The more the media bombard us with news of climate change, and the warmer the planet becomes, the greater is our nostalgia for the colder, whiter winters of the past. Peter Høeg's characterization of types of snowfall in his novel Miss Smilla's Feeling for Snow (Harvill, 1993), for example, captivated contemporary readers.

But the bigger picture — the social and global implications of accelerating climate change — has higher stakes. This is reflected in the output of the Cape Farewell project, in an exhibition called The Ship: The Art of Climate Change, which opens this Saturday (3 June) at the Natural History Museum in London. It runs until 3 September, after which some of the artworks can be seen at the Liverpool Biennial until November.

Over the past five years, Cape Farewell has organized three Arctic expeditions on the schooner Noorderlicht, bringing groups of artists, architects and writers, together with scientists and educators, to the Svalbard archipelago at 79° north. The objective is to raise public awareness of climate change by generating art installations and creative writing to complement and enliven the coldly objective data and dry scientific vocabulary of polar scientists and meteorologists.

“We intend to communicate through artworks our understanding of the changing climate on a human scale, so our individual lives can have meaning in what is a global problem,” says David Buckland, artist and project director. Writer and participant Ian McEwan, a former Booker prize winner, has coined a memorable phrase, “the hot breath of our civilization”, which pinpoints the problem as effectively as reams of scientific data and may stimulate more thought and action by individuals to try to halt climate change.

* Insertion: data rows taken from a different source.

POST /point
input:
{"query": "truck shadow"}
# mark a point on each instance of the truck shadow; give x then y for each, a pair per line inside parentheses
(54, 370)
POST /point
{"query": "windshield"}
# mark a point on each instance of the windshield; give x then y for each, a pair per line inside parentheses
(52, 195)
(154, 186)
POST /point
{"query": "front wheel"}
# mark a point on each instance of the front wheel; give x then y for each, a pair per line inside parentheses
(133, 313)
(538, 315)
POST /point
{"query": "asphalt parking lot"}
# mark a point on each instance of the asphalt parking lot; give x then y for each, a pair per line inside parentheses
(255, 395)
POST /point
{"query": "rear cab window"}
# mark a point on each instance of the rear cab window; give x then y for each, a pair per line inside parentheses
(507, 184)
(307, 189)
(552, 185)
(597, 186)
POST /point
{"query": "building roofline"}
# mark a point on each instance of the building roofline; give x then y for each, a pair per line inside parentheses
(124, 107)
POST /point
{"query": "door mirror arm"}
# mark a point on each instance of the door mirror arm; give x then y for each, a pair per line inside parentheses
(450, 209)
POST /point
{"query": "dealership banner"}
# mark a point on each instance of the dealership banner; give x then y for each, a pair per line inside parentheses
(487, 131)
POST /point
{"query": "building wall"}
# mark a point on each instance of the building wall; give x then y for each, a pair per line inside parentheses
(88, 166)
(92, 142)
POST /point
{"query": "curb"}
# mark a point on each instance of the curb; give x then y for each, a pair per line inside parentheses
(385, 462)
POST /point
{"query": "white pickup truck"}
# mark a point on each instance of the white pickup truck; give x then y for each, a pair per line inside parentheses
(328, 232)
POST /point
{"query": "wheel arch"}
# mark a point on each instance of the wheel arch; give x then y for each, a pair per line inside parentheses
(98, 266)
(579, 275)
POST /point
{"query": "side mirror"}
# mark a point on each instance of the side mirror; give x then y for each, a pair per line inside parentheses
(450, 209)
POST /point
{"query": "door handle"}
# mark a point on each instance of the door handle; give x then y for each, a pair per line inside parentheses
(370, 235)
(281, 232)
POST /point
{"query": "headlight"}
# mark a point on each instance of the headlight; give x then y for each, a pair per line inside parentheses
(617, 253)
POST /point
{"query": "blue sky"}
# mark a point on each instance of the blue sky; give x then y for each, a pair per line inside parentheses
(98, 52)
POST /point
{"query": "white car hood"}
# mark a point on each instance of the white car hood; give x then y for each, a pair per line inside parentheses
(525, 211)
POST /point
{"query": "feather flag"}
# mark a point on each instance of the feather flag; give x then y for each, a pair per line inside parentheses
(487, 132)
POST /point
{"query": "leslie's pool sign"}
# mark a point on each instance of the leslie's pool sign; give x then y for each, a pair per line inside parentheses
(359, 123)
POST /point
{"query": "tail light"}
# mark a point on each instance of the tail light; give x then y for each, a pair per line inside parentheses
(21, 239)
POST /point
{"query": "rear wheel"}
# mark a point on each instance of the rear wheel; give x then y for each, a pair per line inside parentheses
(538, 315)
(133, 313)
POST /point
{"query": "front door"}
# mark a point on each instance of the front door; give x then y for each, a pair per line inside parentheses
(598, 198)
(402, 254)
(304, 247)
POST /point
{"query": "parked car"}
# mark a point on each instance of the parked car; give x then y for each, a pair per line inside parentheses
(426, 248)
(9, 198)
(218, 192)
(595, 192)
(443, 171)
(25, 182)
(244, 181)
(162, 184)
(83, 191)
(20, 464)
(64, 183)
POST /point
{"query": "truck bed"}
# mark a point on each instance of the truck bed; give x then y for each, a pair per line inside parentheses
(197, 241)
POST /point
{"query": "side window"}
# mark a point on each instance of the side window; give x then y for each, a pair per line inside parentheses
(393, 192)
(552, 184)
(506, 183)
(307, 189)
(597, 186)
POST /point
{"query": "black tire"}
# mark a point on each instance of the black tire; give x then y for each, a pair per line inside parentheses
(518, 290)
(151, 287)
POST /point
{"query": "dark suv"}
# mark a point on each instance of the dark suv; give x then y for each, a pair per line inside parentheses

Some of the artists' responses to their Cape Farewell experiences were previously exhibited in The Ice Garden, an installation staged during four cold nights last December in the Clarendon quad next to the Bodleian Library in Oxford. Illuminated by a huge Moon, the setting evoked a seventeenth-century frost fair, like those held on the frozen Thames in London. Scrolling text by McEwan, projected onto an upper storey of the library, highlighted our man-made problem in lucid prose. Among other works were the sentinel-like Ice Towers, constructed by architect Peter Clegg and artist Antony Gormley. Each 0.54-cubic metre block of ice used in the piece represents the volume occupied by a kilogram of carbon dioxide at atmospheric pressure.

Ice Towers by Peter Clegg and Antony Gormley could be seen in The Ice Garden in Oxford last December. Credit: R. HOLLAND

Soundscape, recorded by Max Eastley on land and under the sea at Spitsbergen, resonated eerily throughout the quad, providing an aural context for the visual works. Heather Ackroyd and Dan Harvey recreated their Ice Lens sculpture, concentrating artificial light through it to create a hot spot, recorded by thermal imaging. Their earlier attempt in the Arctic to scorch a sheet of paper by directing the Sun's rays through a prototype had failed because the autumn rays were too weak.

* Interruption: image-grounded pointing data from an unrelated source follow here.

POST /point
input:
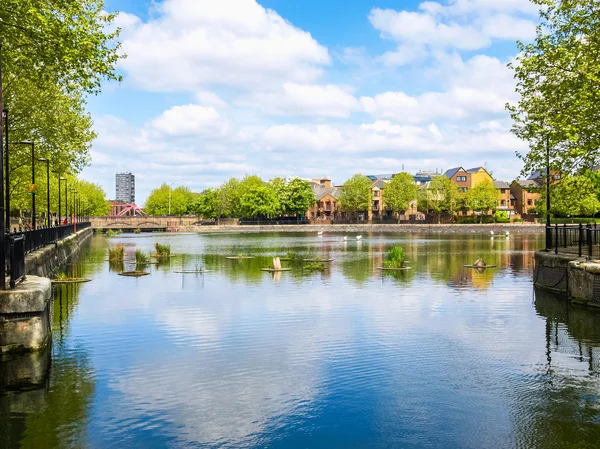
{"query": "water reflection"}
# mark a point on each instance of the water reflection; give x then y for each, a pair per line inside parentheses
(436, 356)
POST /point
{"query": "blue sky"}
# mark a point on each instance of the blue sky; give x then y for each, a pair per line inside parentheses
(285, 87)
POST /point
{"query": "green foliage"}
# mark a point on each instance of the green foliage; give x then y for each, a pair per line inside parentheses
(571, 195)
(483, 197)
(355, 194)
(141, 257)
(181, 200)
(394, 258)
(501, 216)
(399, 192)
(163, 250)
(259, 201)
(116, 253)
(295, 197)
(558, 84)
(439, 196)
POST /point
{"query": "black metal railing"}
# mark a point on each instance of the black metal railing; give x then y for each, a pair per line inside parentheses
(583, 239)
(21, 243)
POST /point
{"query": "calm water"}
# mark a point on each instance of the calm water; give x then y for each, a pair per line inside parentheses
(436, 357)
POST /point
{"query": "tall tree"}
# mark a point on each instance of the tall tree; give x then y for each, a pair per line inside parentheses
(355, 196)
(399, 192)
(483, 197)
(558, 82)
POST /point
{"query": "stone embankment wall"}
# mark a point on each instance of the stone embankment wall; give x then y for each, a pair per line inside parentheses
(47, 260)
(378, 228)
(575, 277)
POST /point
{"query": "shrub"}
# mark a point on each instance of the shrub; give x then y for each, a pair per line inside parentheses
(141, 257)
(394, 258)
(163, 250)
(116, 253)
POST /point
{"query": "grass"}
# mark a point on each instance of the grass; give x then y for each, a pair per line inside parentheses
(116, 253)
(141, 257)
(163, 250)
(394, 258)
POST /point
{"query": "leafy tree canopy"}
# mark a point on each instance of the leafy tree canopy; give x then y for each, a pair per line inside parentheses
(558, 81)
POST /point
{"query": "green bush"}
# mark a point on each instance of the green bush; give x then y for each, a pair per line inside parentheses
(163, 250)
(394, 258)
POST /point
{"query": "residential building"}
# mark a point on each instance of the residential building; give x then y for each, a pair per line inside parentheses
(125, 188)
(507, 201)
(527, 195)
(326, 207)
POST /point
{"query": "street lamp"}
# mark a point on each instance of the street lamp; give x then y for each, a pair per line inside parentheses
(43, 159)
(59, 217)
(28, 142)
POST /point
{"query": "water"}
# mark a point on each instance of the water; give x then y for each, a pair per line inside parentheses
(439, 356)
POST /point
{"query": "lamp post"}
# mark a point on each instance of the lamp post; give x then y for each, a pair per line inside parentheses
(59, 217)
(43, 159)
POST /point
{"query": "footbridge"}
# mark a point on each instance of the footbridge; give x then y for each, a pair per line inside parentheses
(165, 223)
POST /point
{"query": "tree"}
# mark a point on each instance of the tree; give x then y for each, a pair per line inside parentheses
(356, 194)
(571, 196)
(158, 201)
(399, 192)
(259, 201)
(483, 197)
(558, 83)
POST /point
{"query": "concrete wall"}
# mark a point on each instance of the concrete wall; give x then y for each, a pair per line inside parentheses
(47, 260)
(572, 276)
(363, 228)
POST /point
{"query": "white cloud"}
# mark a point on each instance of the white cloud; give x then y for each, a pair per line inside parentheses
(301, 99)
(194, 44)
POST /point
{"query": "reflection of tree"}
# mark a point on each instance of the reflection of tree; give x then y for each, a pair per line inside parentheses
(562, 409)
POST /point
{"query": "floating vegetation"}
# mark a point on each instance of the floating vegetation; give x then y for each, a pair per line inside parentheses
(163, 250)
(116, 253)
(394, 258)
(315, 266)
(135, 273)
(141, 257)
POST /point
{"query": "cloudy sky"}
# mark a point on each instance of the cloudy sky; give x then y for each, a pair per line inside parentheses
(214, 89)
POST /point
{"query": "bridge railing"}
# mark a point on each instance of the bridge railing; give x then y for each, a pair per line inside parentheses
(19, 244)
(583, 239)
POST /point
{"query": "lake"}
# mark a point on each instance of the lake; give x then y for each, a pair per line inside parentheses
(438, 356)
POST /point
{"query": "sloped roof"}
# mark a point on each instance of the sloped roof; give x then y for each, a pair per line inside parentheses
(452, 171)
(380, 183)
(527, 183)
(475, 169)
(321, 192)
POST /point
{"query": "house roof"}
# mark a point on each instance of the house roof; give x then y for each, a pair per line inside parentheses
(527, 183)
(380, 183)
(452, 171)
(321, 192)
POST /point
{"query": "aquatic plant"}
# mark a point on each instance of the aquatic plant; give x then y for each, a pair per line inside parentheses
(394, 258)
(162, 250)
(116, 253)
(141, 257)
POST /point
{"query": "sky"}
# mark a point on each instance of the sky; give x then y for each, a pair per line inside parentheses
(215, 89)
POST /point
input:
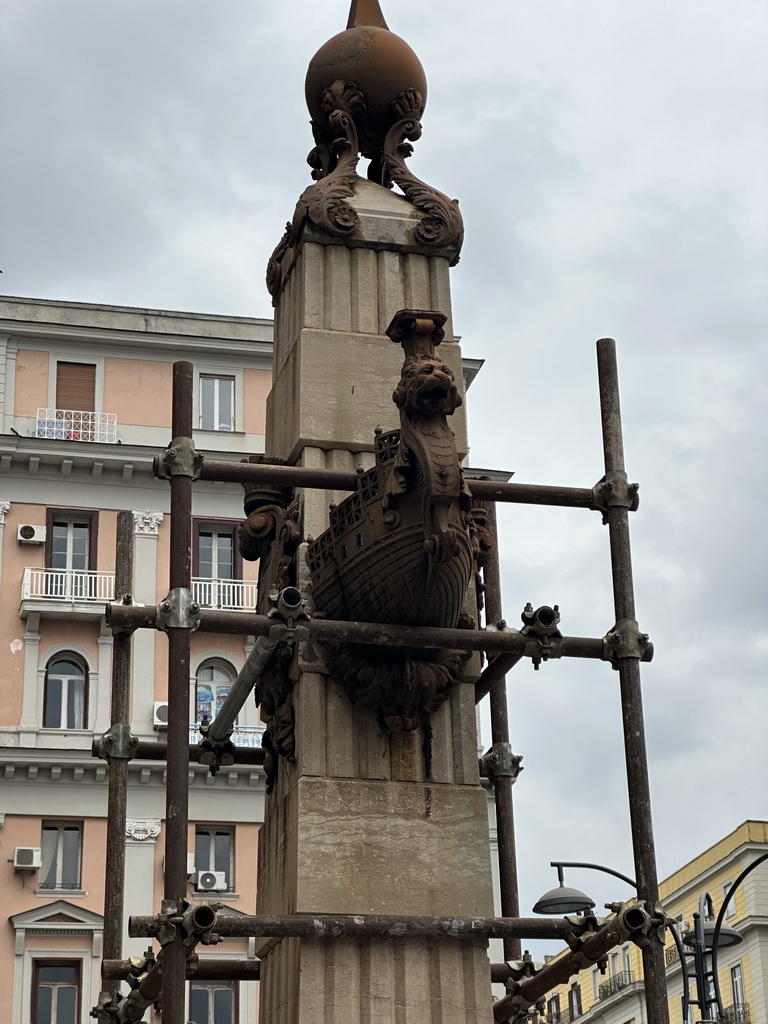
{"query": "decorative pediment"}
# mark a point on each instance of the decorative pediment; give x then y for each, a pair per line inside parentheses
(57, 918)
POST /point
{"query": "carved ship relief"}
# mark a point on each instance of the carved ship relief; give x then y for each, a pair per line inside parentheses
(401, 549)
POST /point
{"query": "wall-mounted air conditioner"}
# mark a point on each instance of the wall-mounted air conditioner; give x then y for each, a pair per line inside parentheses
(214, 882)
(29, 534)
(160, 715)
(28, 858)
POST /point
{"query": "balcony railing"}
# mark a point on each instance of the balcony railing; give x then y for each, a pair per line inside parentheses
(75, 425)
(738, 1013)
(68, 585)
(230, 595)
(243, 735)
(615, 984)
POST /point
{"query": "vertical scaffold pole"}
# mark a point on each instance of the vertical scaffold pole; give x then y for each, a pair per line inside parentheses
(117, 755)
(505, 822)
(616, 516)
(177, 800)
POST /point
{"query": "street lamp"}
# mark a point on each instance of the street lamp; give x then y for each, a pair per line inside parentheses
(705, 938)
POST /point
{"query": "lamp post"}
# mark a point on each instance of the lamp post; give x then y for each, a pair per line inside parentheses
(705, 939)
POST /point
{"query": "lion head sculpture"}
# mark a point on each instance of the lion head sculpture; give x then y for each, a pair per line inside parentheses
(427, 388)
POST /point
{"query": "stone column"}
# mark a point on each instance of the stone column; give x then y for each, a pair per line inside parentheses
(354, 825)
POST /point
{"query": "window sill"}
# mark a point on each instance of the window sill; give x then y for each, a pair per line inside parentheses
(61, 893)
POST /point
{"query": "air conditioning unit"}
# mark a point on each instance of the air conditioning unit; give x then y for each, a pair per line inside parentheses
(31, 535)
(211, 882)
(28, 858)
(160, 715)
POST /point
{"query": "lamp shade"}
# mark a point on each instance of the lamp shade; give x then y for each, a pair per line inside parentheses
(563, 899)
(727, 937)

Ice does not last long in urban summers, so in London Ackroyd and Harvey will exhibit a six-metre-long sculpture created from a Minke whale skeleton encrusted with alum crystals. Buckland will exhibit his photographs of text projected on to glacial ice, Burning Ice, Sadness Melts and The Cold Library of Ice. The Cape Farewell message remains the same, even though the artworks shown in London will not use ice as a physical medium.

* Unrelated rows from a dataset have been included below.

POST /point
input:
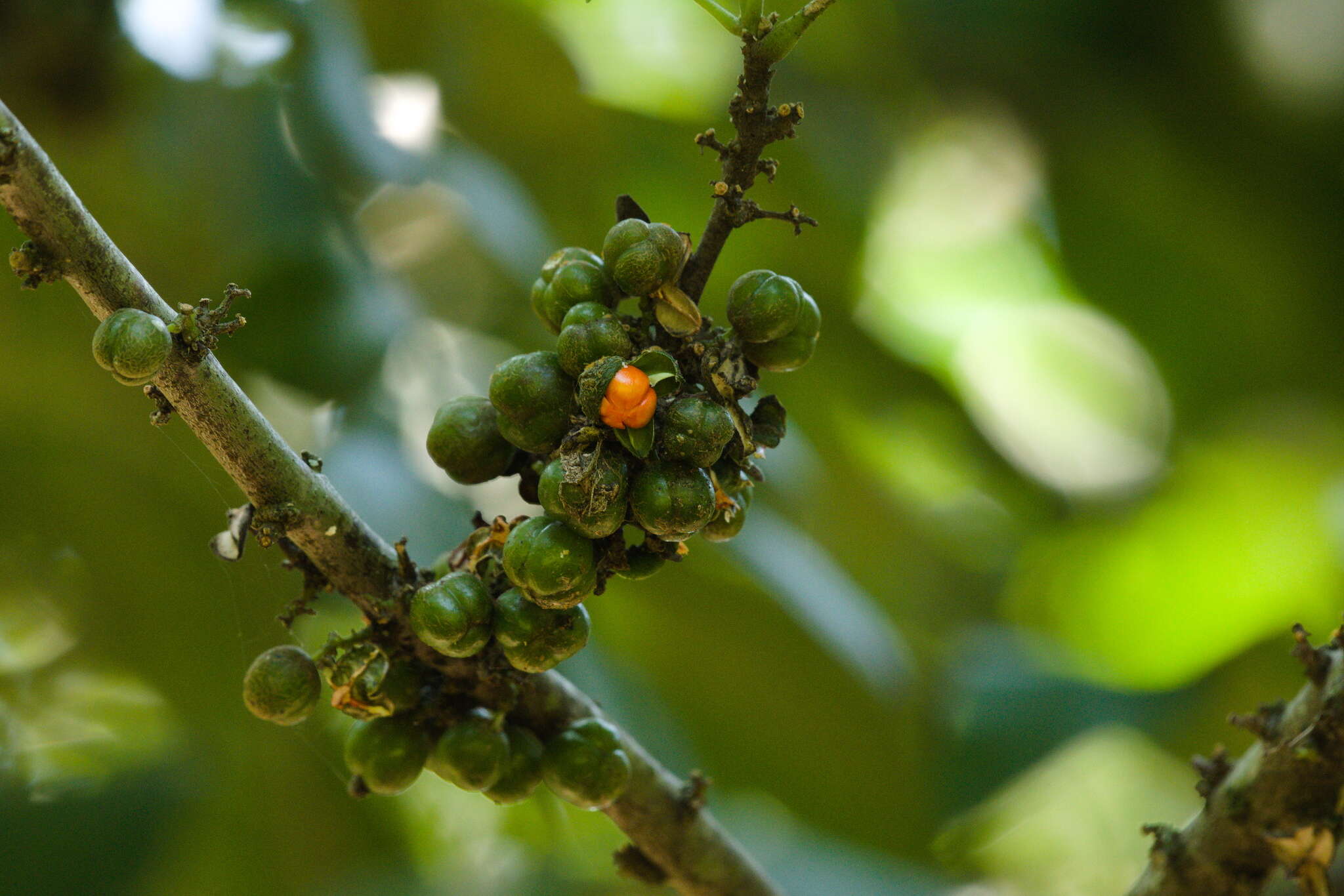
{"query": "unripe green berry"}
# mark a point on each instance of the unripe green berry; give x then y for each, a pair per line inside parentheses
(549, 562)
(534, 399)
(586, 765)
(387, 752)
(464, 439)
(536, 640)
(472, 752)
(522, 770)
(641, 257)
(695, 430)
(453, 614)
(283, 685)
(132, 344)
(671, 500)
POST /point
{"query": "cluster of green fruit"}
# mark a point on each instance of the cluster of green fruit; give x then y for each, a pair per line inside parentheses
(474, 748)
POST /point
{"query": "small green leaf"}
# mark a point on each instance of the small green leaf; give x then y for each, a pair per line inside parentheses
(637, 442)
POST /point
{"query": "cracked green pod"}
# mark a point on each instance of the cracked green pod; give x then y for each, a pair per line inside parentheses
(472, 752)
(283, 685)
(534, 638)
(764, 305)
(586, 492)
(586, 765)
(550, 563)
(792, 351)
(453, 614)
(588, 333)
(534, 398)
(387, 754)
(465, 442)
(642, 257)
(694, 429)
(522, 770)
(570, 277)
(132, 346)
(673, 500)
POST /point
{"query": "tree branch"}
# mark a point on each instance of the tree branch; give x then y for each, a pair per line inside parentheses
(1277, 805)
(696, 855)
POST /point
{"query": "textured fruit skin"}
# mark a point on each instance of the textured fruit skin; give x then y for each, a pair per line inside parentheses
(534, 398)
(673, 500)
(585, 765)
(472, 752)
(629, 401)
(695, 429)
(550, 563)
(132, 344)
(283, 685)
(465, 442)
(536, 640)
(522, 770)
(593, 508)
(453, 614)
(569, 277)
(641, 257)
(588, 333)
(388, 752)
(764, 305)
(792, 351)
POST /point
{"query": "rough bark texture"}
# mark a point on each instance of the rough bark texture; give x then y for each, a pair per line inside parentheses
(696, 856)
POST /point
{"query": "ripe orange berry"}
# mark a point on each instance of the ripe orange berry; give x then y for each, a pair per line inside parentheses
(629, 401)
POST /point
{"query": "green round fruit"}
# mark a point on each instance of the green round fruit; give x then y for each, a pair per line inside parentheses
(522, 770)
(464, 439)
(695, 430)
(453, 614)
(641, 257)
(472, 752)
(283, 685)
(534, 399)
(586, 765)
(588, 333)
(764, 305)
(570, 277)
(642, 562)
(550, 563)
(723, 527)
(792, 351)
(673, 500)
(132, 344)
(593, 502)
(536, 640)
(387, 754)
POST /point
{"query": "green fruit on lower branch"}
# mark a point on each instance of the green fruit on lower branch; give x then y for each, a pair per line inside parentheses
(283, 685)
(694, 429)
(586, 492)
(472, 752)
(536, 640)
(586, 765)
(464, 439)
(641, 257)
(453, 614)
(549, 562)
(570, 277)
(132, 346)
(673, 500)
(534, 399)
(585, 338)
(387, 754)
(792, 351)
(764, 305)
(522, 770)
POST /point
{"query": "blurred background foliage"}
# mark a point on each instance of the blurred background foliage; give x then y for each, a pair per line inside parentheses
(1065, 469)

The Cape Farewell project is a call for action, as well as a wake-up call. Coinciding with the London exhibition is a four-day conference over 11–14 July, Student Summit 2006: Climate Change, which aims to increase awareness and inspire advocacy among young adults, acknowledging that they represent our best chance of reducing carbon use. “On our side we have our rationality, which finds its highest expression and formalization in good science,” says McEwan. “And we have a talent for working together — when it suits us.”